Marketing teams at Merck played a direct role in the clinical trials. When results from a clinical trial comparing Vioxx and naproxen showed that Vioxx increased cardiovascular risk, Merck officials spun data and stated that, instead, naproxen decreased cardiovascular risk. Merck employees ghostwrote twenty scientific articles and published them under respected scientists’ names. Dr. Gurkipal Singh testified that scientists had raised concerns about the possible cardiovascular risks of the drug as early as 1996, but Merck did not officially conclude that patients on Vioxx were more than twice as likely to suffer heart attacks or strokes until September 23, 2004 – seven days before it withdrew the drug.
While Merck is largely accountable for the scandal, systemic failures at the FDA allowed Vioxx to remain on the market. Many FDA scientists were vocally critical of the FDA’s response. Scientists raising concerns about Vioxx and other similar drugs faced intimidation and threats from supervisors and were asked to change their research. Senior FDA officials called Dr. Graham’s research “junk science” and brushed off criticisms that the FDA drug review system was operating correctly. Officials retaliated against researchers for speaking publicly about their research or attempted to censor scientists from publishing research in scientific journals. The culture of abuse and lack of oversight led Dr. Graham to state that the FDA was “incapable from protecting us from another Vioxx.”

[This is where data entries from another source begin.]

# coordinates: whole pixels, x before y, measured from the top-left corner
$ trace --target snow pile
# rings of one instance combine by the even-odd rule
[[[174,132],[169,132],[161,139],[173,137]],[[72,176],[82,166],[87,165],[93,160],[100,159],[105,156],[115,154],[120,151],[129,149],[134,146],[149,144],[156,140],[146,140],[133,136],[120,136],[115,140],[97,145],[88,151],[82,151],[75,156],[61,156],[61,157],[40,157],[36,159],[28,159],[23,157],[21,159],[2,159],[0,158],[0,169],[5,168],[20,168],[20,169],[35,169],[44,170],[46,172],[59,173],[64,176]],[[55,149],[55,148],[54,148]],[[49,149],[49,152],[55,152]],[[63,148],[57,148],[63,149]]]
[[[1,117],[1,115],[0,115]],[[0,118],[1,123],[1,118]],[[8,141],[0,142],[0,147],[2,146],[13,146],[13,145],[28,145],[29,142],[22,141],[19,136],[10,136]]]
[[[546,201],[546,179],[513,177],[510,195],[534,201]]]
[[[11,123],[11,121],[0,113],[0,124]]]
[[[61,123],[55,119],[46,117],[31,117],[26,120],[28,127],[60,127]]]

As we previously noted, the FDA has a complex mission and has come a long way since 2004. A series of reforms such as the FDA Amendments Act of 2007 and the FDA Transparency Initiative have improved the standards for drug approval and transparency at the agency. But the agency still has a ways to go and faces continued pressure to change scientific results. And this spring, members of Congress are looking to turn back many of the 2007 reforms.
In the coming days, we’ll continue to explore how the FDA can make progress in the face of threats to its independence. We must remember that going back to the way things used to happen at the FDA means going back to medicines that do not heal, but as in the case of Vioxx, kill and handicap people we love.